Introduction

One goal of the Greenstone Digital Library software is to empower organizations such as universities, United Nations agencies, non-governmental organizations, non-profit organizations and governments to create varied collections of information that can be delivered online or on CD-ROM.

Typical steps that have to be implemented are:

  1. Selecting the documents to be included
  2. Securing copyrights permissions to use these documents in the digital library
  3. Scanning and OCR of the hard-copy documents which are not available in to digital form to have a perfect digital format
  4. Converting all documents to a format (integrating text and images) which can be imported into Greenstone (preferably HTML or Microsoft Word, but others are also covered at varying levels of precision by a “plugin” (see the Greenstone User’s Manual)
  5. Tagging the chapters, paragraphs and images of the digital documents
  6. Organising the collection into a optimally structured digital library
  7. Building the digital library using the Greenstone software
  8. Printing and distributing the collection on CD-ROM and/or distributing it over the Internet

In order to create a digital collection, the publications must be available in digital format. If books, newsletters or other documents are only available on paper, they will need to be scanned and processed into machine-readable form (step iii). Usually this is done using optical character recognition (OCR), but sometimes by manual retyping. This process is covered in Chapters 2-4 of this manual.

Step v. enables the different parts of a document to be independently selected and displayed by readers in the final library, while step vi. involves assigning attributes to the documents such as subject categories, keywords and bibliographic data for ordering and searching the library. These steps are covered in Chapter 5 of this manual.

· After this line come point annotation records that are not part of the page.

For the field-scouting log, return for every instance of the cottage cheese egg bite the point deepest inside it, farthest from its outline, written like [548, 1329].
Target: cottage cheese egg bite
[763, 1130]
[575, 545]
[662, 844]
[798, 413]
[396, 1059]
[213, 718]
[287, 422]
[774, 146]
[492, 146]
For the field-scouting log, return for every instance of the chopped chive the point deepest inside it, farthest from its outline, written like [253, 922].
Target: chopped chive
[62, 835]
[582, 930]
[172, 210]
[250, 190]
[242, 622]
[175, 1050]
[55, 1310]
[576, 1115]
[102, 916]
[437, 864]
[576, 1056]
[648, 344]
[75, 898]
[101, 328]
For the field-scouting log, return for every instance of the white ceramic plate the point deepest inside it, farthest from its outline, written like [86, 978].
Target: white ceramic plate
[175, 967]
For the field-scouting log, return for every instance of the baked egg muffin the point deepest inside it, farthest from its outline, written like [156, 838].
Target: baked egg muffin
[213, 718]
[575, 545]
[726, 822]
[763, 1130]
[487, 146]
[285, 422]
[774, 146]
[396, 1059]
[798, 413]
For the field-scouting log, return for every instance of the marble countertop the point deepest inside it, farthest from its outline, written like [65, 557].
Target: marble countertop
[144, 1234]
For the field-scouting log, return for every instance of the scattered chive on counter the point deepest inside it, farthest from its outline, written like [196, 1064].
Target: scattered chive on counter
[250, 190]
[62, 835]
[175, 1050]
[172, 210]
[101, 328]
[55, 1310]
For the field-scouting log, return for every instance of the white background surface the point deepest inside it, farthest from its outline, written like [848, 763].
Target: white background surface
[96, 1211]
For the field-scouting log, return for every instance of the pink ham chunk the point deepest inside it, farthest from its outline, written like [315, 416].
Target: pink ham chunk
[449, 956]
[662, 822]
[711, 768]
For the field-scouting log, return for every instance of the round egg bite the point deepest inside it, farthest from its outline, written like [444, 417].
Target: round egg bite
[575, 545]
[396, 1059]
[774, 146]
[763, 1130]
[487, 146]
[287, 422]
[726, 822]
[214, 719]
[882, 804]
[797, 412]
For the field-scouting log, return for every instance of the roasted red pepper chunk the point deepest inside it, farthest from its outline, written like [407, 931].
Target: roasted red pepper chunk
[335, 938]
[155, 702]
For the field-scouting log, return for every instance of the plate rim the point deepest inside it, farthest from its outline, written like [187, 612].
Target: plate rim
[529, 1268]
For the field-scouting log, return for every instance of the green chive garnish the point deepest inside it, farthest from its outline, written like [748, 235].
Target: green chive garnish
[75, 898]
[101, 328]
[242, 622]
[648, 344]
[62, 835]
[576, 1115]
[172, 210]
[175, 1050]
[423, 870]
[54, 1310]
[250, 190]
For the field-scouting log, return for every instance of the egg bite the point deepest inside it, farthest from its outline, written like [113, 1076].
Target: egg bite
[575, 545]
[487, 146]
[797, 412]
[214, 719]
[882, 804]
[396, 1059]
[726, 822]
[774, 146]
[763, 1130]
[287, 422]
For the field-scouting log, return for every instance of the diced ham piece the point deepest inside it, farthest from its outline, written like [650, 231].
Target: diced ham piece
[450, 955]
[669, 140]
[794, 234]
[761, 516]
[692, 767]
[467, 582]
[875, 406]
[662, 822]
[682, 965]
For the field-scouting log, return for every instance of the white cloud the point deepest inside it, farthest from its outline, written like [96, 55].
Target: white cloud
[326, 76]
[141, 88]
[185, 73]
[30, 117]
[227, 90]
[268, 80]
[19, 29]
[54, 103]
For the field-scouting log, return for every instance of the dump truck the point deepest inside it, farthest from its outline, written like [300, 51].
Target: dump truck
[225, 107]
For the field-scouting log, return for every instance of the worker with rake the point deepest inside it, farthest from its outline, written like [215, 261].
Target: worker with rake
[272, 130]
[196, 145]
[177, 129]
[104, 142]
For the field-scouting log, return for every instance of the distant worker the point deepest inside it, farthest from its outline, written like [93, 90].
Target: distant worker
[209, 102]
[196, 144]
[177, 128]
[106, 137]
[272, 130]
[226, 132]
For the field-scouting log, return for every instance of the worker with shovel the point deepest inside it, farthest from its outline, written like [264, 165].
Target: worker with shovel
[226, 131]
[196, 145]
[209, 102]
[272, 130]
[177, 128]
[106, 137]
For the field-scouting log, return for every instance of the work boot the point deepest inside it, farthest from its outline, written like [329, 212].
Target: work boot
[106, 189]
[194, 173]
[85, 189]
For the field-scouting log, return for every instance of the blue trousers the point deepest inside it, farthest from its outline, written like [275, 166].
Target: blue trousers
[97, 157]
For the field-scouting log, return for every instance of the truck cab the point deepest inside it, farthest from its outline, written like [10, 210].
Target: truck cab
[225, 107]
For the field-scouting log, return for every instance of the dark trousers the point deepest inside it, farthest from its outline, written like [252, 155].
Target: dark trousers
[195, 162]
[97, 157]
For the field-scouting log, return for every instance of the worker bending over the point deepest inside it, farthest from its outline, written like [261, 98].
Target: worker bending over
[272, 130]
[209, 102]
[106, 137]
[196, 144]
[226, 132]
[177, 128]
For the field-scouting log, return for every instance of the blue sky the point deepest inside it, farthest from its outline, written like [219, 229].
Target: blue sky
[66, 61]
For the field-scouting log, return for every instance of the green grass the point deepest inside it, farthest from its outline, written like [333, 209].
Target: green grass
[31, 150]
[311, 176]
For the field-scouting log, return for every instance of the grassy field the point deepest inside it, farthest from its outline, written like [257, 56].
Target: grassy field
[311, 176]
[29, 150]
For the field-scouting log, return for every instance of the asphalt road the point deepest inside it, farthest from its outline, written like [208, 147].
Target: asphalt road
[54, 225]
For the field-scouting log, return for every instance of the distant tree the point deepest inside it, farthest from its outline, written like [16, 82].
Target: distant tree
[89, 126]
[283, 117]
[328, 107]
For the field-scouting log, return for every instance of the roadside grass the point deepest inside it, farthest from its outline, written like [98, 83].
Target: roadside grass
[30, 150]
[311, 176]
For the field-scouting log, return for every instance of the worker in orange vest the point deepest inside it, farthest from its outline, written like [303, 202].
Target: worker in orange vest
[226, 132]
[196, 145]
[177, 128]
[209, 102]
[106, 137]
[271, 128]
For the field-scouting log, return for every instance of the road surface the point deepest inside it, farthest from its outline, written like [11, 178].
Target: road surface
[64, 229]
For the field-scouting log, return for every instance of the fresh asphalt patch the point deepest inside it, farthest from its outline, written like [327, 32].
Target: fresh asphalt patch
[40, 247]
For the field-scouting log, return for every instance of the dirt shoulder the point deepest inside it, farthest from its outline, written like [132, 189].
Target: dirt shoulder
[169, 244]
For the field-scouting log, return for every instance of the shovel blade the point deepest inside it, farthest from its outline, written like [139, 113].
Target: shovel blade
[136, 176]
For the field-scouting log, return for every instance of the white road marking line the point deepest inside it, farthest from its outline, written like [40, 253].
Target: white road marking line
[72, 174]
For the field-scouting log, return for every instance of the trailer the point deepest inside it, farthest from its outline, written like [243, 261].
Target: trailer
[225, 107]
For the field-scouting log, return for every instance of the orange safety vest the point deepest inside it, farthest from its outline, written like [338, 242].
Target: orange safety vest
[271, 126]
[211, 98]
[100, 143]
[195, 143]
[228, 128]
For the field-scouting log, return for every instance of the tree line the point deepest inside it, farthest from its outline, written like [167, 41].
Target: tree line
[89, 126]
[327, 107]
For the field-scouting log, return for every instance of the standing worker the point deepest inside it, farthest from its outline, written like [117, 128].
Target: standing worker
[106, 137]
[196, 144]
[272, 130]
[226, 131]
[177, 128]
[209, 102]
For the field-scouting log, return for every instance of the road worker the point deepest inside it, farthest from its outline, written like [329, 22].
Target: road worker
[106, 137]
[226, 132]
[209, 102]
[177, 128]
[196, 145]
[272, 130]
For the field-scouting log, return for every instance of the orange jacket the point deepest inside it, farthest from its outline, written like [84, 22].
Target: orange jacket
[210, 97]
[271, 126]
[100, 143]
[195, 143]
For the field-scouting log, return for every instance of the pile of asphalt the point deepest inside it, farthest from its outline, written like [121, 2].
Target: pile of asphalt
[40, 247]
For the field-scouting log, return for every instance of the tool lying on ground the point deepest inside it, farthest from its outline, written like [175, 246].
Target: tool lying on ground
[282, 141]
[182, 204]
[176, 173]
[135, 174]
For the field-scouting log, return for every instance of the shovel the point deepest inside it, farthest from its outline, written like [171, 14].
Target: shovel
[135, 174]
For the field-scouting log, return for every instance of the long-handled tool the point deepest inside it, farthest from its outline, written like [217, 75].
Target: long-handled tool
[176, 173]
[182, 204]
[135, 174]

This manual introduces many issues that affect the editorial process of creating a collection from paper. Before reading on, you should consider these questions:

  • What is the goal of your collection?
  • What is your target group?
  • How big is it—local, regional, or global?
  • How many documents are you making available?
  • How many pages?
  • How much graphics content?
  • Does the material split into parts that will be consulted by a limited audience and parts that need to be disseminated widely?
  • Are the documents already available electronically?
  • If so, in which formats? (Note incidentally that PDF files are not automatically equivalent to digital full-text form, as they often contain only page images.)
  • What is the copyright status of the documents?
  • Who owns the copyright?
  • Are there other organizations with the same target audience?
  • Are you willing to collaborate with other groups?
  • What budget is available for the whole project?
  • What human resources are available (in person-months) for co-ordination, editing, scanning and programming?
  • How many computers are available for this project?
  • How many CD-ROMs do you want to distribute?
  • Will they be free, or for sale?